Accessibility links

Koizumi Criticized for Shrine Visit

Japanese Prime Minister Junichiro Koizumi paid homage Tuesday at a controversial shrine, honoring war dead, including convicted war criminals. China and South Korea both voiced objections, since they view the monument as glorifying Japan's militaristic past. Prime Minister Koizumi went to the Yasukuni Shrine in central Tokyo on Tuesday, marking his third visit in as many years. Japanese television broadcast the visit live, showing the leader dressed in a black morning suit as he followed a Shinto priest through the monument.

Mr. Koizumi says the point of his visit was to show gratitude for peace and pray never to go to war again. He added that his visit does not mark a shift in Japan's ties with its neighbors. But to China, North and South Korea and as well as other Asian countries, the Yasukuni Shrine is a symbol of Japan's militaristic past, including its efforts before and during World War II to dominate Asia. It enshrines 14 convicted, Class-A war criminals, including former Prime Minister Hideki Tojo, who was hanged for his crimes in 1948. It also honors 2.5 million Japanese who died in wars.

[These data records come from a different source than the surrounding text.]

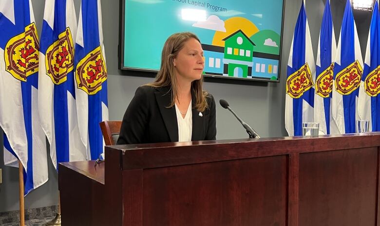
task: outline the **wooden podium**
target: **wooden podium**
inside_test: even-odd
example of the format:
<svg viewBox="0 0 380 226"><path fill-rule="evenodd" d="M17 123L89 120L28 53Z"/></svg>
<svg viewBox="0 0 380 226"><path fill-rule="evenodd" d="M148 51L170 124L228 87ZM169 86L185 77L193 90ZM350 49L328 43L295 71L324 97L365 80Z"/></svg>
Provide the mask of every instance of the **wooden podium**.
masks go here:
<svg viewBox="0 0 380 226"><path fill-rule="evenodd" d="M380 135L115 145L59 166L63 226L380 226Z"/></svg>

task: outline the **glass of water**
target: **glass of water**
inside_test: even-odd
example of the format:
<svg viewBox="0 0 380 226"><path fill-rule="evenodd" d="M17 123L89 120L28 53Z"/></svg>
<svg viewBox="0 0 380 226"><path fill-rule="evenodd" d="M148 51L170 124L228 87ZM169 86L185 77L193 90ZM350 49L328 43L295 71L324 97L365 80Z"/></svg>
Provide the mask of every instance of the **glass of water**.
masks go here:
<svg viewBox="0 0 380 226"><path fill-rule="evenodd" d="M318 137L319 133L319 123L302 122L302 135L307 137Z"/></svg>
<svg viewBox="0 0 380 226"><path fill-rule="evenodd" d="M368 121L357 120L355 122L355 131L356 133L368 132Z"/></svg>

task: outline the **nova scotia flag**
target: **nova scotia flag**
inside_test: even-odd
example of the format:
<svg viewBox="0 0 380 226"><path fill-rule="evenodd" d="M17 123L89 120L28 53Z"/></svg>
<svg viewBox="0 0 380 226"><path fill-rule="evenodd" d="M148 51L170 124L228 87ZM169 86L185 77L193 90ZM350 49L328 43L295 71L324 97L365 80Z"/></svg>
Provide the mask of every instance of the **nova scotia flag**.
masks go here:
<svg viewBox="0 0 380 226"><path fill-rule="evenodd" d="M330 0L326 2L319 35L318 53L317 56L314 121L319 122L320 133L339 134L339 130L331 115L331 92L334 76L334 61L337 44L334 33Z"/></svg>
<svg viewBox="0 0 380 226"><path fill-rule="evenodd" d="M73 0L46 1L39 50L38 103L41 125L57 170L59 162L87 158L75 99L76 24Z"/></svg>
<svg viewBox="0 0 380 226"><path fill-rule="evenodd" d="M82 0L75 50L75 91L80 138L88 159L96 159L104 147L99 122L108 120L100 0Z"/></svg>
<svg viewBox="0 0 380 226"><path fill-rule="evenodd" d="M314 120L315 76L311 40L302 1L287 63L285 127L289 136L302 135L302 122Z"/></svg>
<svg viewBox="0 0 380 226"><path fill-rule="evenodd" d="M355 132L362 65L356 25L347 0L334 66L332 92L333 118L342 134Z"/></svg>
<svg viewBox="0 0 380 226"><path fill-rule="evenodd" d="M380 131L380 16L379 1L372 13L367 42L363 77L359 89L358 111L361 119L369 122L370 131Z"/></svg>
<svg viewBox="0 0 380 226"><path fill-rule="evenodd" d="M38 113L39 43L30 0L0 1L0 126L4 163L24 167L24 194L48 180L45 135Z"/></svg>

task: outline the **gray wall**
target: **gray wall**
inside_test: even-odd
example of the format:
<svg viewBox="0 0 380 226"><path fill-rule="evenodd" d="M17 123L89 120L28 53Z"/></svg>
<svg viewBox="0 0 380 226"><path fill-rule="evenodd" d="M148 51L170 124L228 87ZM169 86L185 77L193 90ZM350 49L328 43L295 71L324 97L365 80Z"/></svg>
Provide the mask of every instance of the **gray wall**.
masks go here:
<svg viewBox="0 0 380 226"><path fill-rule="evenodd" d="M40 31L43 3L41 0L32 0L38 29ZM74 0L78 14L79 0ZM289 50L302 0L286 0L283 34L282 57L280 83L251 83L249 84L222 83L205 80L204 88L212 93L217 101L228 101L235 111L255 129L262 137L286 136L285 129L285 81ZM337 41L343 16L345 0L331 0ZM104 46L108 70L108 98L110 120L121 120L124 111L138 86L152 80L153 75L145 72L121 71L117 70L118 42L118 0L102 0ZM306 0L306 13L316 58L318 38L325 0ZM354 12L362 52L364 55L366 44L370 13ZM217 139L240 139L247 137L246 132L232 115L219 105L216 108ZM2 136L0 148L2 147ZM3 169L3 183L0 184L0 212L18 209L18 169L3 165L2 151L0 149L0 168ZM25 197L25 208L31 208L57 204L58 202L57 175L49 163L49 180Z"/></svg>

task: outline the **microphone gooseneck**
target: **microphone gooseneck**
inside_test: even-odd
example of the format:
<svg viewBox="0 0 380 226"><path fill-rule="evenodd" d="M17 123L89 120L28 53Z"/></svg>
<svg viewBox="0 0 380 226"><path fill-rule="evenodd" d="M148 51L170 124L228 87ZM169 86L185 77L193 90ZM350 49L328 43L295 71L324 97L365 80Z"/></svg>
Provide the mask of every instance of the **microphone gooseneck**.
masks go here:
<svg viewBox="0 0 380 226"><path fill-rule="evenodd" d="M228 109L229 111L230 111L233 114L233 115L235 116L239 122L242 123L242 125L243 125L243 126L244 127L244 128L246 129L246 130L248 133L248 135L249 136L250 138L260 138L260 136L257 134L257 133L256 133L256 131L253 130L253 129L249 126L248 124L243 122L243 121L239 117L239 116L237 116L237 115L236 115L236 114L232 110L232 109L229 107L229 104L227 101L223 99L220 99L219 100L219 104L220 104L220 105L222 106L222 107L223 107L224 108Z"/></svg>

China expressed disapproval Tuesday, saying the visit could "seriously damage" bilateral ties. Foreign Ministry Spokesman Zhang Qiyue. She says the visit hurts the feelings of the Chinese people and other Asian countries and urges the Japanese government to treat seriously the issue with the correct attitude.

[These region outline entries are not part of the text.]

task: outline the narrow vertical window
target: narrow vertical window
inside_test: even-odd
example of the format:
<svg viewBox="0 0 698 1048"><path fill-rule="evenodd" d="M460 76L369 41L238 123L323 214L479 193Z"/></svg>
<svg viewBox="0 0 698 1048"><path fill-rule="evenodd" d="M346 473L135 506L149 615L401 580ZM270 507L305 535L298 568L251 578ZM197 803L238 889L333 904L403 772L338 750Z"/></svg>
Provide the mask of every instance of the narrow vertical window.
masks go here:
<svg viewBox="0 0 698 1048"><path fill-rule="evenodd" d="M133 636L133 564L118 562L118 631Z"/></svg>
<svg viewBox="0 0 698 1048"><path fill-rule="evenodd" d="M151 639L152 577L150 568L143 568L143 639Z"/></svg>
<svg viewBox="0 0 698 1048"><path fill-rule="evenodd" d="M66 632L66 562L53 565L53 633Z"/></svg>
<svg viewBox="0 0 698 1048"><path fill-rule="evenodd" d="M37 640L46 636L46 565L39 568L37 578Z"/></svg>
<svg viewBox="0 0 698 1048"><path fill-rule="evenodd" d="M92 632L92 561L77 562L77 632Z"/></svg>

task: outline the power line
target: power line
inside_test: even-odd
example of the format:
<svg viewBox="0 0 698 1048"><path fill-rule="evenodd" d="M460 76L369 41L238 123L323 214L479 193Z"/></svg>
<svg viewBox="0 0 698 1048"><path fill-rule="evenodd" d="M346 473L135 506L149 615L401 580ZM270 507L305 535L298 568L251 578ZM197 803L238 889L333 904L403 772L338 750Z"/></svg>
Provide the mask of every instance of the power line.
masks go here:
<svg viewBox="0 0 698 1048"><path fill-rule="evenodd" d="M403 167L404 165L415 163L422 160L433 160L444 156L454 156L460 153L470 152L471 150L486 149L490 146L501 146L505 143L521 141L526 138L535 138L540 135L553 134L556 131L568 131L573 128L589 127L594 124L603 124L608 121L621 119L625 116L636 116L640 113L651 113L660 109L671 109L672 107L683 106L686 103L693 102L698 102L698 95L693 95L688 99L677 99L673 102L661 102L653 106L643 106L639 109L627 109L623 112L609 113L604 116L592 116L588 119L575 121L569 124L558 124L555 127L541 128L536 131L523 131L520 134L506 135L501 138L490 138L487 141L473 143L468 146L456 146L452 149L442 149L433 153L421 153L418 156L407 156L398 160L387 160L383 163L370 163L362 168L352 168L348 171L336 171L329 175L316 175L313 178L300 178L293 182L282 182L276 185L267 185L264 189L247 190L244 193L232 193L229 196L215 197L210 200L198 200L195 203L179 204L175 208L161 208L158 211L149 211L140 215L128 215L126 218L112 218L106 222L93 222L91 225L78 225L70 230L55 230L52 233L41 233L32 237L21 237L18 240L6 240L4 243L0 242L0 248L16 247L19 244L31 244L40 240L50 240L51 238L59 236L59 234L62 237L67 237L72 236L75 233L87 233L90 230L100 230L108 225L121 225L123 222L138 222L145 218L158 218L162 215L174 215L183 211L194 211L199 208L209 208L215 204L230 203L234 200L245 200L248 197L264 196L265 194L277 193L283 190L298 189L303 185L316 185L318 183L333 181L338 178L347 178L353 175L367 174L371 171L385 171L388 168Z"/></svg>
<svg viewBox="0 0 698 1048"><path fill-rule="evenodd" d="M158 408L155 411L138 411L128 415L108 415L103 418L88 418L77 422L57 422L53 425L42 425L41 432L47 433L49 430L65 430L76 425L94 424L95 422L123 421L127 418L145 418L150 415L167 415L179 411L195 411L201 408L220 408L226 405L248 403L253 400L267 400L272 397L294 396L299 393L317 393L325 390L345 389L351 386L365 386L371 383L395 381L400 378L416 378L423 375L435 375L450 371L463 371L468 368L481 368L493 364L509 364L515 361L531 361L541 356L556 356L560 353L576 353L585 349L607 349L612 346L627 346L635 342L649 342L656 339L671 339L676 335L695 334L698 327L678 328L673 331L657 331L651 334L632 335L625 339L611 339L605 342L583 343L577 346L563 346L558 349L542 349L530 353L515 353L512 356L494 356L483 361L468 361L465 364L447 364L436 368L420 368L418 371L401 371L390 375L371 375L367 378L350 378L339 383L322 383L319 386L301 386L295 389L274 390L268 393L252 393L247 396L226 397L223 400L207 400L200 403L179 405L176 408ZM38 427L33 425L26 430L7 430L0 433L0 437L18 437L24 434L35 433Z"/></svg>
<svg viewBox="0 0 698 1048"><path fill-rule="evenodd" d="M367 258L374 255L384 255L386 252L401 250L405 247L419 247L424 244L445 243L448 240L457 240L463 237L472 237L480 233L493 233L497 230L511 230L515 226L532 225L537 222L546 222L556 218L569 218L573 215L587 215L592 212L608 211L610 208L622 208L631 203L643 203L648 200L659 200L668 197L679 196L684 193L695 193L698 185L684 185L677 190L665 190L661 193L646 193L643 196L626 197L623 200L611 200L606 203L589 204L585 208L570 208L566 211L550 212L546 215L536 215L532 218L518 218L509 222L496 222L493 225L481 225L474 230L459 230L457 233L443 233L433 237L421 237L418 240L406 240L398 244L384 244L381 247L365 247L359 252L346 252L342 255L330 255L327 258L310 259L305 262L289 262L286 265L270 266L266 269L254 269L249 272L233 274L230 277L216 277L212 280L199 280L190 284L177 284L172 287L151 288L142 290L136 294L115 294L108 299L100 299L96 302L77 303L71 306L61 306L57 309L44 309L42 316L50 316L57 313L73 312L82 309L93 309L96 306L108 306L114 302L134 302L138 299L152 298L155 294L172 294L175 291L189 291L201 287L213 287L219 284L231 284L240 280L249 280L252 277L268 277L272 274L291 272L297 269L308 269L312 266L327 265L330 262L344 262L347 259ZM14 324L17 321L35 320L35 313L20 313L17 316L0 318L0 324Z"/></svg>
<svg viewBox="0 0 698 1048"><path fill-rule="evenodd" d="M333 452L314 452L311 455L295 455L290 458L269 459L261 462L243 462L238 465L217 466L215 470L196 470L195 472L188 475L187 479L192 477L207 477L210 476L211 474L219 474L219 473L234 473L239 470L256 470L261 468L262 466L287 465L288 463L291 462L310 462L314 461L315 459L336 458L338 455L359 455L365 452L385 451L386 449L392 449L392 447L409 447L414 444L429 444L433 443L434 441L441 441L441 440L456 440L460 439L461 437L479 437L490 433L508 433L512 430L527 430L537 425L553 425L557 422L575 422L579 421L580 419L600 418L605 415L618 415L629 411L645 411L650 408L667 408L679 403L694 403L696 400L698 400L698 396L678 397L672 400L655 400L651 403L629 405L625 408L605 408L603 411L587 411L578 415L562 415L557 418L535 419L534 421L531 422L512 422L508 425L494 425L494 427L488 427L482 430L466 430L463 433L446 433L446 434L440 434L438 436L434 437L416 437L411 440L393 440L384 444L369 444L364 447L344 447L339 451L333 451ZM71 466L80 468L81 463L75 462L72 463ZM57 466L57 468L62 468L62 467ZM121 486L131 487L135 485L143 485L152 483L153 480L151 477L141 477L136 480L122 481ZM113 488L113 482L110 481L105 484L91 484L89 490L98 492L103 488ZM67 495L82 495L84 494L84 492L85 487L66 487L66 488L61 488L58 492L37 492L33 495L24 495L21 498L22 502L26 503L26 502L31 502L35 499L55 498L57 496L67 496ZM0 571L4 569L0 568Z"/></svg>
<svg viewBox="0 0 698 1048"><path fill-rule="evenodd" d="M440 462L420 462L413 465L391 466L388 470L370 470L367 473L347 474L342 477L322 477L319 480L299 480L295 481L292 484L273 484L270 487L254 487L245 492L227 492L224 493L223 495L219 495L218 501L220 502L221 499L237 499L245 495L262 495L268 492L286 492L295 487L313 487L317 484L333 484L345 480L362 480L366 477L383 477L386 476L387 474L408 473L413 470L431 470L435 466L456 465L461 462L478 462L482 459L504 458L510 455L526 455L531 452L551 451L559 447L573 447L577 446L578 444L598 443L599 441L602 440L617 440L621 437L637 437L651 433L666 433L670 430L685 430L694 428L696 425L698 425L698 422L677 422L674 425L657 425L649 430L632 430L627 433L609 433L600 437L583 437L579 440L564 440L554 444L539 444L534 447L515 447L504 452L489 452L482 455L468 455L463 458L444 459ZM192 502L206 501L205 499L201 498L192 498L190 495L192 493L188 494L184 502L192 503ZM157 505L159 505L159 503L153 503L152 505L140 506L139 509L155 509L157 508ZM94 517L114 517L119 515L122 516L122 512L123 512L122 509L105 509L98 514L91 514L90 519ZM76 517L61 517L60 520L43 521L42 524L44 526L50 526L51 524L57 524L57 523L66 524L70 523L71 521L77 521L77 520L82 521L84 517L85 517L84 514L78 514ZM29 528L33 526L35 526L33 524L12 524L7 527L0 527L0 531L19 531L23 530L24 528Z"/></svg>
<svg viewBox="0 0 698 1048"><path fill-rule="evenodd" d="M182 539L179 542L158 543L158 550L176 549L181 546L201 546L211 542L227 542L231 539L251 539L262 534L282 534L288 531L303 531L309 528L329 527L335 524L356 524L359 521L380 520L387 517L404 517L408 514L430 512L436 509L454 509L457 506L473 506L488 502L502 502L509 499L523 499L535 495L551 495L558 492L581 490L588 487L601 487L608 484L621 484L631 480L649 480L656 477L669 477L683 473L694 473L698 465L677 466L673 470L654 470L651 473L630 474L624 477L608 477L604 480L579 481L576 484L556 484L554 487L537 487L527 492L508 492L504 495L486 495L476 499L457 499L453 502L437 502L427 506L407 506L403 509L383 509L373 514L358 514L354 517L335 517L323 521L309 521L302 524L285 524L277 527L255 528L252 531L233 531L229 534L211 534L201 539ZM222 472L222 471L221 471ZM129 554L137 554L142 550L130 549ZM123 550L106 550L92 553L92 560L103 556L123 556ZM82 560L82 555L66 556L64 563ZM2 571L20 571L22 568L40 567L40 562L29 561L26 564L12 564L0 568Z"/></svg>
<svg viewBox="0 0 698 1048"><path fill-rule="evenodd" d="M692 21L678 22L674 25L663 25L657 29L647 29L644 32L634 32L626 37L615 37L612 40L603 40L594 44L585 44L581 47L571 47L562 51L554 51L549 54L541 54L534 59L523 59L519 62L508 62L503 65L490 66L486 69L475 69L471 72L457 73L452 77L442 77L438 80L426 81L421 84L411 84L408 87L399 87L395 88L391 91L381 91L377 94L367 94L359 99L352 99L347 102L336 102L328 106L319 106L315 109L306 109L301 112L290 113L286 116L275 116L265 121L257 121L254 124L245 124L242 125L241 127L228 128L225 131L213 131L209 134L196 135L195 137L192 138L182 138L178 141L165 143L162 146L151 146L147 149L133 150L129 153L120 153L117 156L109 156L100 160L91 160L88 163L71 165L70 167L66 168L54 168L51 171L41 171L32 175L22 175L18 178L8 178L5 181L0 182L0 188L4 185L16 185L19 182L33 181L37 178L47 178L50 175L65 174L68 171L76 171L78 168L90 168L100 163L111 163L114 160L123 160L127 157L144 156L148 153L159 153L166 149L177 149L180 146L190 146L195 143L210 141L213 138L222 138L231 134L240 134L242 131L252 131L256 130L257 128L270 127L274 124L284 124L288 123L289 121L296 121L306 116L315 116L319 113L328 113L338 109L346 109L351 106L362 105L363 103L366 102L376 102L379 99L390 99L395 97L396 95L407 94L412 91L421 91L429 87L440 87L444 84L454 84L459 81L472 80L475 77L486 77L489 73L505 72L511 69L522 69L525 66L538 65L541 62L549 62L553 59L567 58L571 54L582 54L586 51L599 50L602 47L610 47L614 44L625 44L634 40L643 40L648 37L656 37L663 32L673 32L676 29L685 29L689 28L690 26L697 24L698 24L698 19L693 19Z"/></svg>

South Korea expressed deep regret over Mr. Koizumi's surprise visit to the monument, with the government summoning a representative of the Japanese Embassy in Seoul to complain. A Foreign Ministry spokesman says the Japanese leader had again paid respects to war criminals who inflicted indescribable suffering and pain through colonial rule and aggression.

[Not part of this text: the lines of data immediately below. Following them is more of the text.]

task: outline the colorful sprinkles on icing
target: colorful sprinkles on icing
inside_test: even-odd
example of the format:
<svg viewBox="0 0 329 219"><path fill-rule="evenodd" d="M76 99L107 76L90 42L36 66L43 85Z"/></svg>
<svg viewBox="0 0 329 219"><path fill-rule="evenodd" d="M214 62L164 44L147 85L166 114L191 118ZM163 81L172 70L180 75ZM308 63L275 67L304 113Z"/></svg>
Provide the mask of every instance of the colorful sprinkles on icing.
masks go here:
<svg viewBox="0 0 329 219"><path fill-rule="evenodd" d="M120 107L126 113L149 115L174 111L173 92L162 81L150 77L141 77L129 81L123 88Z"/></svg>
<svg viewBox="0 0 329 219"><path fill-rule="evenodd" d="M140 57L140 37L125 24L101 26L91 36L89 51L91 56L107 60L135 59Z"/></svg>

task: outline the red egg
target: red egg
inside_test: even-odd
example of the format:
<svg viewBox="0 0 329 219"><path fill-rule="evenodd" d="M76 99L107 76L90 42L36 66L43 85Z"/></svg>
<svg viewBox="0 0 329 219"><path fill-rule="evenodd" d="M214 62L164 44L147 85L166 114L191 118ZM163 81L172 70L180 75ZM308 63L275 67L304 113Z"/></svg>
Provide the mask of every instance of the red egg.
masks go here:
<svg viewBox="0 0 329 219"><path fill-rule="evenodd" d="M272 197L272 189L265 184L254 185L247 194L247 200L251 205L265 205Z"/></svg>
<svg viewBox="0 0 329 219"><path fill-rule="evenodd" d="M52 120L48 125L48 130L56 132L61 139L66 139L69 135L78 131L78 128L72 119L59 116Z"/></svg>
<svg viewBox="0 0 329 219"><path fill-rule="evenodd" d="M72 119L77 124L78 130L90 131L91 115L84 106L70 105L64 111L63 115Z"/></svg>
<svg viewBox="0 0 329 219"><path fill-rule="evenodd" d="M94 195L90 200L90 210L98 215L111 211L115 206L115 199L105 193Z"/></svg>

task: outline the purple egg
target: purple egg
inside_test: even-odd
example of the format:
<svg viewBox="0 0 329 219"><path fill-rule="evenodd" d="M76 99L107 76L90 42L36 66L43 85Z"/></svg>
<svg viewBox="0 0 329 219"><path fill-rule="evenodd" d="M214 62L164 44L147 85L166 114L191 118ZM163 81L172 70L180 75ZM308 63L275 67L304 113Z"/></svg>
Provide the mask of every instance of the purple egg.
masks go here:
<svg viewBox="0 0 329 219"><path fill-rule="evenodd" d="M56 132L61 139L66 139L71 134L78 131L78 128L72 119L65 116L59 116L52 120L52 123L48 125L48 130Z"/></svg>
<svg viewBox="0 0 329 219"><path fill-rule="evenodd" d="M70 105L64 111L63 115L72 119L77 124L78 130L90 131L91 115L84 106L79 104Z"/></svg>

Tuesday's visit comes at a highly sensitive diplomatic time for Japan as it tries to work with its regional neighbors to help de-escalate the nuclear standoff on the Korean Peninsula. But it appears that Tokyo's reluctance to apologize for its brutal war-time rule of its neighbors still hinders better regional relations.

Because of the controversy surrounding the official shrine visits, the Japanese government is considering a plan to build a non-religious memorial for war victims, but it is not clear if it would also include convicted war criminals.